What do hitters like Miguel Cabrera & Nico Hoerner share in common?

Are you more of a ‘stand and start moving’ type of person, or do you tend to lean forward or backward when you’re on your feet? Well, it turns out that our body weight isn’t always distributed the same way on both of our feet.

For some athletes who rely more on their anterior muscle chain, their weight is pretty evenly spread out on both feet, like a perfect 50/50 split. It’s like they’re standing symmetrically.

But for those who rely more on their posterior muscle chain, it’s a bit different. More of their weight, about 55%, goes on one foot, leaving the other with the remaining 45%. So, it’s not as balanced. For example, there are people who prefer to put more weight on the left foot, while others, who belong to another motor family pattern favour the right foot.

Now, this lopsided weight distribution comes into play when you’re swinging a baseball bat.

For players like Cabrera and Hoerner who belong to the same motor family style, their rotation axis leans to the right.

Now, here’s the interesting part: Most hitting coaches advise players to distribute their weight equally between both feet. However, as we discussed earlier, there are players who have a natural inclination to favour more weight on either their right or left side due to their unique motor preferences.

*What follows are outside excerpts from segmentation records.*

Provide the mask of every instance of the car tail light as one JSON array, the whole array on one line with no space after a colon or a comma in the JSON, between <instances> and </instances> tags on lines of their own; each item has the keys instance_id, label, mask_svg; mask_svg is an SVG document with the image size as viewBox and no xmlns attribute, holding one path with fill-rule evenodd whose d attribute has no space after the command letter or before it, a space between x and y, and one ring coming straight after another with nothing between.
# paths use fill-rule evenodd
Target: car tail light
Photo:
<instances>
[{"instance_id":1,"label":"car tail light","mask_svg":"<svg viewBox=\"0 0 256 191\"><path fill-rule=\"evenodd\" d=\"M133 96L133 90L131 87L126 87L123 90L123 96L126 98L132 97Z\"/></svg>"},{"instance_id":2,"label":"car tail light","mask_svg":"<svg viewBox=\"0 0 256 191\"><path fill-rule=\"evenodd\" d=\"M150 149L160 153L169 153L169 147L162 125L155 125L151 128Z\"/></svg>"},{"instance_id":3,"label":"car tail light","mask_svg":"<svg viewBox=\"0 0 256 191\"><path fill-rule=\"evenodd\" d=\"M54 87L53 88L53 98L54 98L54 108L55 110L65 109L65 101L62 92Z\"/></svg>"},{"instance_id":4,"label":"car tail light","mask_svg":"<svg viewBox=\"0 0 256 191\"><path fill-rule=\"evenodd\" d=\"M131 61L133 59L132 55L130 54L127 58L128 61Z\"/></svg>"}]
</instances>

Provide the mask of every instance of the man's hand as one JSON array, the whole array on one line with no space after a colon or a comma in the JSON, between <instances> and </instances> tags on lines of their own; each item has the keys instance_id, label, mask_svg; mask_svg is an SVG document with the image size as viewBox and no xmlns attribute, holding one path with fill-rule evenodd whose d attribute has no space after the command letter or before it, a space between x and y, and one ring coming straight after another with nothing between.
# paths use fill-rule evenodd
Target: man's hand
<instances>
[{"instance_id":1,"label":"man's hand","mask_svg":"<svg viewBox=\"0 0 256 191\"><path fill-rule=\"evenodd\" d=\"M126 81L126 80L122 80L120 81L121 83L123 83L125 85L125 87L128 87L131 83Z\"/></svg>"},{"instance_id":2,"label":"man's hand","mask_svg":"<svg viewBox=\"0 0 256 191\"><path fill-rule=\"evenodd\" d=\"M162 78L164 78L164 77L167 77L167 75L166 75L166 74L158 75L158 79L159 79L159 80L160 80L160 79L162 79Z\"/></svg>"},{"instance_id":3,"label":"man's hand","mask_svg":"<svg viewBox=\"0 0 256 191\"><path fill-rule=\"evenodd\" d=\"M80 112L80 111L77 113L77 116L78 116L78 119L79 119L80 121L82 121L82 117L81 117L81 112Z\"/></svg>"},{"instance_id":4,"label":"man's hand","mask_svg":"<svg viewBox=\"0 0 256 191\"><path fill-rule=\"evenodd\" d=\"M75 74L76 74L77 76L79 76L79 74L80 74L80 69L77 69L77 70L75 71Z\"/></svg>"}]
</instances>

Here are a couple of characteristics of this motor family:

  • The body’s alignment is a key factor, with a slight offset to the right in the axis. This alignment is crucial for proper skeletal positioning, which in turn enhances engagement and confidence during play. 
  • The movement begins with the elbow close to the body and ends with it extending far away, all while following a slightly offset rotation axis to the right. The key focus is on releasing the low mobile point, and the motion is initiated by dropping the shoulders, with both hips and shoulders rotating in tandem. During the swing, the right side of the body moves as one unit, with the hip, shoulder, and elbow all rotating together, while most of the body weight remains on the right leg. 
  • These players employ a plyometric strategy with the right foot and combine gross motor skills on the left side with fine motor skills on the right.
  • The left side of the body mainly provides support for maintaining balance during the swing. They need to drop the upper body, allowing for quick rotation of the knees and hips. 
  • It’s essential to focus on achieving the right balance and relaxation on the left side, particularly emphasizing the supination of the left leg and left foot. 

This is why players like Cabrera and Hoerner experience their back foot ‘slipping’ backwards. They generate a tremendous amount of power by initiating their swing from the right side, which results in such force that their back (right) foot moves away and backwards in response to this power. This is a natural occurrence for players in this motor family but does not happen with right-handed hitters from the other three motor families.